The SCARF model focuses on five social domains that can result in team members feeling more either more threatened or more rewarded:


  • Status: Am I being perceived or treated as “less than” or “better than” others who are also working on this project? The “status” domain is focused on people’s perceptions of their relative importance to others.

  • Certainty: Do I know what is expected of me as a project team member? The “certainty” domain is focused on people’s concerns about their ability to understand the future state and where they fit.

  • Autonomy: Do I have a choice in the changes that are being advanced via this project? The “autonomy” domain is focused on people’s sense of control over the project and decisions that may impact them.

  • Relatedness: Am I an “insider” in the project or change process? The “relatedness” domain is focused on people’s sense of safety with others.

  • Fairness: Am I being treated fairly compared to others on the project? The “fairness” domain is focused on people’s perceptions of fair exchanges occurring throughout your project.

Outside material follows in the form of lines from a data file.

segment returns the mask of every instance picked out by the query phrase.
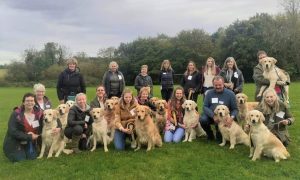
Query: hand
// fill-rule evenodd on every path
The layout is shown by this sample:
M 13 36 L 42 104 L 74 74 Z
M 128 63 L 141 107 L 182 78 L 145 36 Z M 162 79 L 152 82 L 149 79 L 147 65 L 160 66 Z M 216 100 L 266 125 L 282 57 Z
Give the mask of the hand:
M 286 83 L 284 81 L 277 81 L 276 84 L 279 85 L 279 86 L 286 85 Z
M 34 134 L 33 132 L 28 132 L 27 134 L 31 134 L 32 140 L 36 140 L 39 137 L 39 135 Z
M 289 121 L 287 119 L 284 119 L 284 120 L 280 121 L 280 123 L 283 125 L 288 125 Z
M 52 134 L 54 135 L 54 134 L 58 134 L 58 133 L 60 133 L 60 131 L 61 131 L 61 128 L 54 128 L 53 130 L 52 130 Z

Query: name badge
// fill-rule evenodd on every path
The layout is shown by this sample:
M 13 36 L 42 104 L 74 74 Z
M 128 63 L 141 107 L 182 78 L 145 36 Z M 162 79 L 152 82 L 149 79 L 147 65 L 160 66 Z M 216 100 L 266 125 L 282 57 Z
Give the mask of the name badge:
M 211 98 L 211 103 L 218 103 L 218 98 Z
M 283 111 L 279 111 L 278 113 L 276 113 L 277 117 L 283 118 L 285 115 L 285 113 Z
M 84 118 L 84 121 L 89 122 L 90 121 L 90 116 L 86 115 L 85 118 Z
M 132 110 L 130 111 L 130 114 L 131 114 L 132 116 L 135 115 L 134 111 L 135 111 L 135 109 L 132 109 Z
M 233 76 L 234 76 L 235 78 L 239 78 L 239 75 L 238 75 L 237 72 L 234 72 Z
M 32 126 L 33 128 L 37 128 L 37 127 L 40 126 L 40 123 L 39 123 L 38 120 L 35 120 L 35 121 L 32 121 L 31 126 Z

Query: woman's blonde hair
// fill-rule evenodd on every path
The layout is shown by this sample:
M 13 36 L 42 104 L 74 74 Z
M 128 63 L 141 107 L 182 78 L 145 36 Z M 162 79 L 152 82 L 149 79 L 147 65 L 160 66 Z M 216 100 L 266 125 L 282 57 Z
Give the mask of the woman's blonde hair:
M 216 71 L 216 62 L 215 62 L 215 59 L 212 58 L 212 57 L 208 57 L 208 58 L 207 58 L 206 64 L 205 64 L 205 66 L 204 66 L 203 73 L 208 74 L 208 69 L 209 69 L 209 67 L 208 67 L 208 65 L 207 65 L 208 60 L 211 60 L 211 61 L 212 61 L 211 74 L 212 74 L 212 75 L 216 75 L 216 74 L 217 74 L 217 71 Z
M 223 69 L 228 69 L 228 66 L 227 66 L 227 63 L 228 61 L 233 61 L 233 69 L 234 70 L 238 70 L 239 68 L 237 67 L 236 65 L 236 61 L 233 57 L 228 57 L 226 58 L 225 62 L 224 62 L 224 65 L 223 65 Z
M 69 65 L 69 64 L 75 64 L 76 67 L 78 66 L 78 61 L 77 61 L 77 59 L 74 58 L 74 57 L 67 59 L 67 62 L 66 62 L 66 63 L 67 63 L 67 65 Z
M 108 68 L 111 69 L 112 65 L 115 64 L 117 66 L 117 69 L 119 69 L 119 65 L 116 61 L 111 61 L 108 65 Z
M 46 88 L 43 84 L 37 83 L 33 86 L 33 92 L 36 94 L 37 91 L 46 91 Z
M 267 94 L 271 93 L 276 99 L 275 99 L 275 102 L 274 102 L 274 107 L 270 107 L 269 104 L 266 102 L 266 96 Z M 263 94 L 263 100 L 260 104 L 260 107 L 262 109 L 262 113 L 263 114 L 272 114 L 273 112 L 277 113 L 280 111 L 279 109 L 279 99 L 278 99 L 278 96 L 277 96 L 277 93 L 274 89 L 267 89 L 264 94 Z
M 197 67 L 196 67 L 196 63 L 194 61 L 189 61 L 188 65 L 186 66 L 186 71 L 184 72 L 184 75 L 189 75 L 189 64 L 193 64 L 194 65 L 194 71 L 198 71 Z
M 169 67 L 167 68 L 167 69 L 165 69 L 165 67 L 164 67 L 164 65 L 166 64 L 166 63 L 169 63 Z M 170 60 L 169 59 L 165 59 L 165 60 L 163 60 L 163 62 L 161 63 L 161 66 L 160 66 L 160 70 L 173 70 L 172 69 L 172 66 L 171 66 L 171 62 L 170 62 Z

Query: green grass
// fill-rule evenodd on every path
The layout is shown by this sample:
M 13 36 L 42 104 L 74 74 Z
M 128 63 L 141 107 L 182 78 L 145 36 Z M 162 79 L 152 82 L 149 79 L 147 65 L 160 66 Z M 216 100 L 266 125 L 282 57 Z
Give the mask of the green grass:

Large projects, particularly those involving changes to team member’s day-to-day jobs or business processes, can easily elicit a “threat response” if any of the social domains are not met. Threat responses can surface rapidly - and they negatively impact people’s abilities to make decisions, solve problems, stay focused, and collaborate with others. The threat response (versus the reward response) is often more intense and more easily elicited - it needs to be carefully minimized during interactions about the project or upcoming change. A “rewarded brain”, on the other hand, has an easier time with collaboration, creativity, and insight.


So, how can you use this model? I use this model in two ways:


  • First, I use it as a “framing tool” for managing people when leading a project team - including during project team meetings as well as one-on-one interactions. Am I doing enough to provide rewards that “build the SCARF” for each team member?


  • Second, assuming that I might have dropped the ball and I haven’t been paying as much attention to project team members as I should be (it happens to all of us…), I use this as a diagnostic tool. If someone is struggling on a project, ask yourself what part of their SCARF is missing? Or has someone else on the project inadvertently “taken away their SCARF”? If you have trusting relationships with your project team members, you can also ask them what “part of their SCARF” is missing.


Thus, taking the time to give some thought to how you provide people with status, certainty, autonomy, and a sense of relatedness and fairness during each phase of your project can ultimately help you meet your objectives and implement systems and solutions that people will be excited to use.